Guest 12th Jul 2017, 6:52 AM edit delete reply
Didn't Ky(lie) at some point express being comfortable with both male and female pronouns? Because sometimes she feels feminine and other times he feels masculine. So, it seems you all are being inappropriately careful when you call her "they."
oryuchild 9th Oct 2017, 3:03 PM edit delete reply
Hmm.. well, one of my main worries with Ky(lie) going to prom was that, sometimes, in my case, I'll go to a party in a dress, because I feel feminine, then, at some point, I'll start.. not feeling it, and spend the rest of my time sulking about wearing a dress. I was lowkey having anxiety that Ky(lie) might experience the same thing, as I've found that I'm not the only one with more random fluidity, but.. I do see that we have a few hurdles to jump over before we get to that.. oh boy, this is going to be hard.

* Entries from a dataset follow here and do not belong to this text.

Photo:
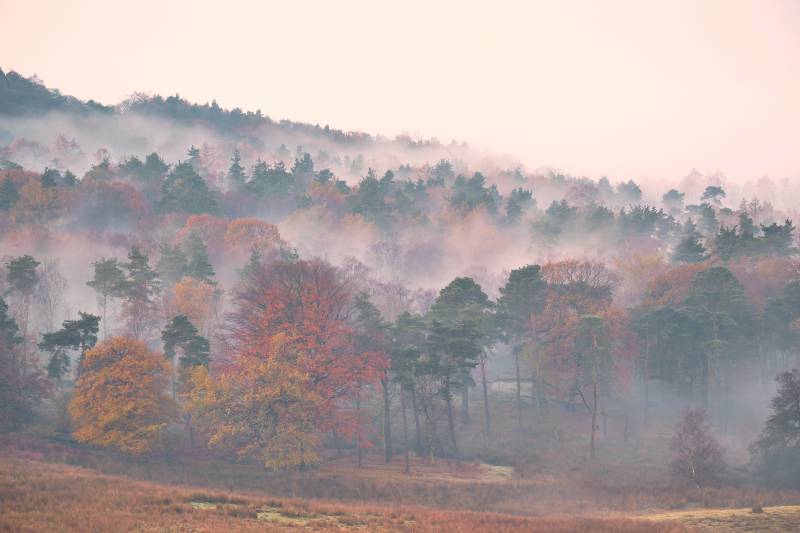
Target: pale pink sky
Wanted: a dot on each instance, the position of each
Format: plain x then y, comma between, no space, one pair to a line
627,88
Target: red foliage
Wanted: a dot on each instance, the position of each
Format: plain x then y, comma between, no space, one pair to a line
308,303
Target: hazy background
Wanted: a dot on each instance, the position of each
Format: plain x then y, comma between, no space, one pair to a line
630,89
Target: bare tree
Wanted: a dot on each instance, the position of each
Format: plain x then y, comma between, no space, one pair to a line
49,293
698,456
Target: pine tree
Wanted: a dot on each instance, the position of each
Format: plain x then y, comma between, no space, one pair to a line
198,265
689,249
9,194
236,174
109,282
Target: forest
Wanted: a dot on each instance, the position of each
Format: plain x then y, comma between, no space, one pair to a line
186,281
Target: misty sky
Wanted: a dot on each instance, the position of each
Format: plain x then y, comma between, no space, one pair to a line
629,89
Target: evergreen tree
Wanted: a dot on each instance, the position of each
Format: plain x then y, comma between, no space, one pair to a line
9,194
236,174
777,451
185,191
198,265
521,297
689,248
78,334
180,334
109,282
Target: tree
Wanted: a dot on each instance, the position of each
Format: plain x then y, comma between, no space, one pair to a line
184,191
521,298
453,351
407,342
109,282
593,358
689,249
21,383
236,174
673,201
78,335
714,193
9,194
462,299
308,302
198,265
370,341
698,457
172,263
197,300
140,286
262,405
777,451
718,303
119,399
22,278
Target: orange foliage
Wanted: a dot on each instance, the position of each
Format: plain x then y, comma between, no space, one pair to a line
260,406
119,398
308,303
196,299
36,203
636,272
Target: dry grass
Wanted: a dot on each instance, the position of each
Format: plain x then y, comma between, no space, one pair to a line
41,496
784,518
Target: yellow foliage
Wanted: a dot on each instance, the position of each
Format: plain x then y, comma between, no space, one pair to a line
120,399
195,299
260,406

BASHparallel 17th Feb 2018, 6:07 PM edit delete reply
Drew... Please.
Guest 30th Apr 2019, 12:01 PM edit delete reply
I wanna see some more violence!
Guest 30th Apr 2019, 12:01 PM edit delete reply
Drew deserves a smack
Sam 14th Oct 2021, 1:32 PM edit delete reply
Oh man. I am wheezing at the last panel. I know there's not going to be any violence, but Drew is really pushing his luck.

Ky brings up a very good point about forcing oneself to present differently than what they're comfortable with. Even if it's one night, it won't be fun for them if s/he needs to present differently than what they're comfortable with.
Waffle 14th Sep 2022, 2:41 PM edit delete reply
Some kind of back brace, maybe, to keep feet and mouth apart?

At this point I'm willing to give Drew a bunch of benefit of the doubt, but he really should put more thought into things before he says them. Particularly to/around people he cares about.